I find that Mayla has benefitted and continues to benefit from participation in Cheer. Mayla is fortunate to have an extra-curricular activity about which she is passionate and from which she benefits personally.
I turn now to the significant expenses associated with Cheer — in the thousands of dollars per competitive season. The parties agree that Mayla's participation in a cheerleading program falls within the scope of s. 7 expenses. Their agreement in that regard can, however, only extend so far as the expenses incurred are "reasonable and necessary".
Reasonableness takes into consideration the parties' means. I agree with the mother that both parties are of modest means, and that incurring expenses of $5,000 or more on an annual basis for a single activity is not reasonable. It is not reasonable to expect either of the parties to fund an activity that is as expensive as Cheer. The father is, however, prepared to fund Cheer as something above and beyond a s. 7 expense.
In summary, I find as follows:
• It is reasonable for Mayla to participate in at least one extra-curricular activity;
• It is reasonable for the parties to share, as a s. 7 expense, the cost of Mayla's participation in a recreational-level program — whatever the activity; and
• If Mayla pursues Cheer, then the father shall be solely responsible for funding the difference between the cost of a recreational-level cheerleading program and the total of the costs associated with Cheer (i.e., registration, travel, et cetera).
The difference between the parties' respective imputed incomes is nominal in the context of their respective shares of s. 7 expenses. In light of the father's willingness to fund the difference between a recreational-level cheerleading program and Cheer, I find that it is reasonable for the parties to share equally in all other s. 7 expenses.

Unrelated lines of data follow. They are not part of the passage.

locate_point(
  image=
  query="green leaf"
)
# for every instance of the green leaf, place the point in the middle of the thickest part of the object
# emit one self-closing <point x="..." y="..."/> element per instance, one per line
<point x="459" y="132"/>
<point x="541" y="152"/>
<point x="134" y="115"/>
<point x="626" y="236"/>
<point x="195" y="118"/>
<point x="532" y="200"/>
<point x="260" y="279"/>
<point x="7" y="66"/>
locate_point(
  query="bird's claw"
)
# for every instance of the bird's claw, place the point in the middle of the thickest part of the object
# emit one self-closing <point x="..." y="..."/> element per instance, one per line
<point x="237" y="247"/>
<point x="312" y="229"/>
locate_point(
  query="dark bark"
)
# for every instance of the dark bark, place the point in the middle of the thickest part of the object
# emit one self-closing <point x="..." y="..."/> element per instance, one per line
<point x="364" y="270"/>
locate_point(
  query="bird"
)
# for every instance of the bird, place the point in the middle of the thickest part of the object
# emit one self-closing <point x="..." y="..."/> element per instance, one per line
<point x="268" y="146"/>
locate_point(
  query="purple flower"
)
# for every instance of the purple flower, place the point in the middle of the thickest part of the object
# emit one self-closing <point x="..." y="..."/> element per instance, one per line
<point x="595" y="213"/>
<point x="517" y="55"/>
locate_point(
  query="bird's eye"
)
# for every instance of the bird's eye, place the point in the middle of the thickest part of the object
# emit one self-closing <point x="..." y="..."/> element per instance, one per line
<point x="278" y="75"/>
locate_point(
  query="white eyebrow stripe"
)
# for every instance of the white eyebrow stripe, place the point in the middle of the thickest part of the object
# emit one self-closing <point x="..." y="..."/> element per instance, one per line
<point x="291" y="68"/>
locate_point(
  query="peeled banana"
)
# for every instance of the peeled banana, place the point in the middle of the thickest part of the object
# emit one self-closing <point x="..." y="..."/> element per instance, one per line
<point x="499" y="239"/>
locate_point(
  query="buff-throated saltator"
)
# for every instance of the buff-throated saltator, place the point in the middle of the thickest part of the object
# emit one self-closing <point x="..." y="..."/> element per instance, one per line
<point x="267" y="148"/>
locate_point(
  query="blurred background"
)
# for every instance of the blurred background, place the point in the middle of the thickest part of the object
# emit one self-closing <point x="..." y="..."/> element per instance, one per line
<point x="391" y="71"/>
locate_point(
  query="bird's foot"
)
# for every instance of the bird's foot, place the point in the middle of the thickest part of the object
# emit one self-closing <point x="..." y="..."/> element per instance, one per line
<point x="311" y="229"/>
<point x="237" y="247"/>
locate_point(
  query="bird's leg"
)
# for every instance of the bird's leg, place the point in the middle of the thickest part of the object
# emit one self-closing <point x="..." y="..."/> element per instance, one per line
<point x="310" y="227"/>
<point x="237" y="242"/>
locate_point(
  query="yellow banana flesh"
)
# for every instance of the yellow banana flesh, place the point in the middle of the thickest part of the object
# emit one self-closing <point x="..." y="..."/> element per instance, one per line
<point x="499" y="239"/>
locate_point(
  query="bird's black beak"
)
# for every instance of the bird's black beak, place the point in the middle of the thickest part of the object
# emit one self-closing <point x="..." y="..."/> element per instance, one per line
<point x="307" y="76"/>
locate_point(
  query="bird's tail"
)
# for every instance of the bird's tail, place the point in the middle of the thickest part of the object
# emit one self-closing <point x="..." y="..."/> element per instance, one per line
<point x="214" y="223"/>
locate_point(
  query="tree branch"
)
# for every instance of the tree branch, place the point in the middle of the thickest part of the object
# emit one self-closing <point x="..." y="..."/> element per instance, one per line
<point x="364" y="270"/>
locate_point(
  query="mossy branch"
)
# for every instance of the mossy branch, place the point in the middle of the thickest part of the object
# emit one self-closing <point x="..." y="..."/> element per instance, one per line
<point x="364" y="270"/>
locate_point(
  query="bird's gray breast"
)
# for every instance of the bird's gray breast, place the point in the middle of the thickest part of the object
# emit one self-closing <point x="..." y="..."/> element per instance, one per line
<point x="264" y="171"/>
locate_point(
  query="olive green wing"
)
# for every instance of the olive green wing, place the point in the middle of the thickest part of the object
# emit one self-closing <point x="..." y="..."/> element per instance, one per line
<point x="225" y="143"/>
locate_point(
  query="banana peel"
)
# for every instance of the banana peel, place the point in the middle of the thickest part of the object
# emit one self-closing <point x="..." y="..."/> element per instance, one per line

In Guertin, the court emphasized that the child was receiving personal benefits especially relevant to character development, rather than the prospect of a scholarship. It was also significant to the judge that the child was very passionate about cheerleading and feared having it taken away from her. Having made these findings, the expense was sufficiently necessary. The expense, at $5,000 on an annual basis, coupled with the parties’ modest income, would likely have been unreasonable but for the father’s willingness to cover the majority of it.
In Richer v Freeland, 2019 ONSC 6840, the question came down to whether the father should be required to contribute to rep hockey or if house-league hockey, at a lesser expense, satisfied all of the needs of the children making rep hockey unreasonable and unnecessary. Ultimately, the court found that rep hockey was in the best interests of the child given the self-esteem, teamwork, friendships, family camaraderie and structure it provided to the children. The court agreed that rep hockey was expensive but that it was apparently within the means of the family.
Obvious takeaways? In assessing a relatively expensive extracurricular activity, and whether it is necessary and reasonable, the court ultimately looks first to the benefits of the children in question. In the few cases examined, the courts noted the importance of educational, financial, and future-oriented benefits that an activity may provide to a child. For instance, if there is a strong possibility a scholarship could be gained, the court will likely find the activity to be necessary. However, in cases where only personal benefits could be gained, the court still has found that the activity could be in the best interests of the child and therefore necessary. The reasonableness of the expense will, of course, come down to the financial means of the parents and their historical spending habits related to the children.